Specifically, such connecting portion that is being exerted by a
backward force during striking a ball, exhibits a high rigidity in
the early stage, but once the backward force exceeds a buckling
load, the connecting portion is largely deformed at once. This may
induce an unstable strength against deformation. Therefore, it is
preferable that the great majority of the connecting portions 30
are the oblique connecting portions 40. More preferably, all the
connecting portions 30 are the oblique connecting portions 40.
[0078] The oblique connecting portion 40 preferably comprises two
oblique parts inclined with respect to the front-back direction (x)
toward different directions, namely, a first oblique part 32
inclined in a first direction, and a second oblique part 34
inclined in a second direction opposite to the first direction.
[0079] In the example shown in FIG. 5, the oblique connecting
portion 40 is made up of the first oblique part 32 and the second
oblique part 34 arranged in a v-shape, therefore, the oblique
connecting portion 40 can be said as being bent in a v-shape.
[0080] In the low-rigidity zone 10 in this embodiment, the v-shaped
oblique connecting portions 40 are arranged side by side,
therefore, the through holes 20 therebetween are also v-shaped.
[0081] As the oblique connecting portion 40 has the oppositely
inclined first oblique part 32 and second oblique part 34, when
striking a ball, the oblique connecting portion 40 is elastically
deformed so as to reduce the angle formed between the two oblique
parts 32 and 34. Thus, the oblique connecting portion 40 becomes
more easily bent.
[0082] In order to derive such effect more effectively, it is
preferred that the first oblique part 32 and the second oblique
part 34 are inclined at an inclination angle .theta. of from 20 to
70 degrees, more preferably from 30 to 60 degrees with respect to
the front-back direction (x) of the head.
[0083] As shown in FIG. 5, it is preferable that the configuration
of each of the oblique connecting portions 40 is symmetrical about
a line 100 extending in the longitudinal direction of the
low-rigidity zone 10. This helps to prevent displacement in the
direction of the line 100 possibly occurring between the front
portion 3A of the main body 3 and the rear portion 3B of the main
body 3 when the low-rigidity zone 10 is elastically deformed by
striking a ball.
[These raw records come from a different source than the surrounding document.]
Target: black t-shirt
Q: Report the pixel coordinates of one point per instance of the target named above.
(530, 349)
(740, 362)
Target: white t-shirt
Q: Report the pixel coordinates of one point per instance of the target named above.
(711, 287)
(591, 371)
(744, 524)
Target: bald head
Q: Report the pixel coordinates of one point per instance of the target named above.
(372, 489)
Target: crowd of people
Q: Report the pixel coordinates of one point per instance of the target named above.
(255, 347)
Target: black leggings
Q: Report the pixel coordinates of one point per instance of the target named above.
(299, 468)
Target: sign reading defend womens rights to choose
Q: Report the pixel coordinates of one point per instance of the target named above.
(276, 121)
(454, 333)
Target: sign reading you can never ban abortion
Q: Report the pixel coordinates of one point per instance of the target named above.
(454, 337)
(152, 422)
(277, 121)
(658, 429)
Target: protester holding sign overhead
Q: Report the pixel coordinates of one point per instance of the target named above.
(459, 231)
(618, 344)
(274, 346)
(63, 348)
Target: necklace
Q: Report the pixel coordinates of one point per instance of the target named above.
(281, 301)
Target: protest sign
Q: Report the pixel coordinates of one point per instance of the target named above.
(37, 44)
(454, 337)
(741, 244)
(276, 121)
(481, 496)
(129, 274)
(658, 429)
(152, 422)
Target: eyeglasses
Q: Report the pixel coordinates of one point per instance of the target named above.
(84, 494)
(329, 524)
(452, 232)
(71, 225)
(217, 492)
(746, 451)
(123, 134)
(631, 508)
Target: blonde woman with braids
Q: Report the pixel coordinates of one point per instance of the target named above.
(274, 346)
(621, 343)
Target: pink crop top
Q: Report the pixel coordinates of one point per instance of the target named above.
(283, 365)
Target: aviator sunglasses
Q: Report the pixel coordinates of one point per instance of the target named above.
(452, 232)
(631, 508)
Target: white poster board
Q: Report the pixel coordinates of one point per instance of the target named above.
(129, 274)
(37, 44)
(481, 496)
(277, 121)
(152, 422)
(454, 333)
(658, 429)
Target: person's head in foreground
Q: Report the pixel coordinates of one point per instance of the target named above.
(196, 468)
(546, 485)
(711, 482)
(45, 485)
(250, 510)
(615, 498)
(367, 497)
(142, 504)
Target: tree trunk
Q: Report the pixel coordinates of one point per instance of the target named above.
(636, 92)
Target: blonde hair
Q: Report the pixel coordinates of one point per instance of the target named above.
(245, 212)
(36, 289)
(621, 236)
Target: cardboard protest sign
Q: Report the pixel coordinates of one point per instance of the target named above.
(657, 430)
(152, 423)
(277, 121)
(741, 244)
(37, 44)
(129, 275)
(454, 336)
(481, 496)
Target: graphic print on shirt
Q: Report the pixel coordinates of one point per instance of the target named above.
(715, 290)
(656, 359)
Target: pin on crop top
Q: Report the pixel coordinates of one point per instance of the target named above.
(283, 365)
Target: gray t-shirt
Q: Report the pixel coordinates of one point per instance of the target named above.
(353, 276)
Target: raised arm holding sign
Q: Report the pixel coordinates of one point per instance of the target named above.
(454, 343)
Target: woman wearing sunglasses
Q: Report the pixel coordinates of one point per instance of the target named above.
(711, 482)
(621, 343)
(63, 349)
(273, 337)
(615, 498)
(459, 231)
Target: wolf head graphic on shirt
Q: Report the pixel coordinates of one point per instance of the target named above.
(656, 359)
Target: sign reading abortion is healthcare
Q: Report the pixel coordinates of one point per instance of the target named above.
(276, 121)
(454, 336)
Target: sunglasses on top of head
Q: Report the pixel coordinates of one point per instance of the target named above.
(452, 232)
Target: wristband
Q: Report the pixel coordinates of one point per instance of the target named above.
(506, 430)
In other words, that helps the low-rigidity zone
10 to deform only in the front-back direction (x).
[0084] Meanwhile, in order to facilitate the deformation of the
oblique connecting portions during striking a ball, it is preferred
that the oblique connecting portion has a asymmetric configuration
about any line in the front-back direction (x).
[0085] The widths w and arrangement pitches P of the connecting
portions 30 in the view from the outside of the head in the
perpendicular direction thereto as shown in FIG. 5, can be
arbitrarily defined according the material(s) constituting the main
body 3, the desired level of improvement in the rebound performance
and the like. For example, the widths w are set in a range of about
1 mm to about 3 mm, and the pitches P are set in a range of about 2
mm to about 10 mm.
[0086] In each of the connection portions 30, the width w can be
constant or variable. In the connection portions 30, the widths w
can be constant or different. The arrangement intervals P of the
connection portions 30 can be constant or different. Here, the
width w is measured in a direction perpendicular to the
longitudinal direction of the oblique part.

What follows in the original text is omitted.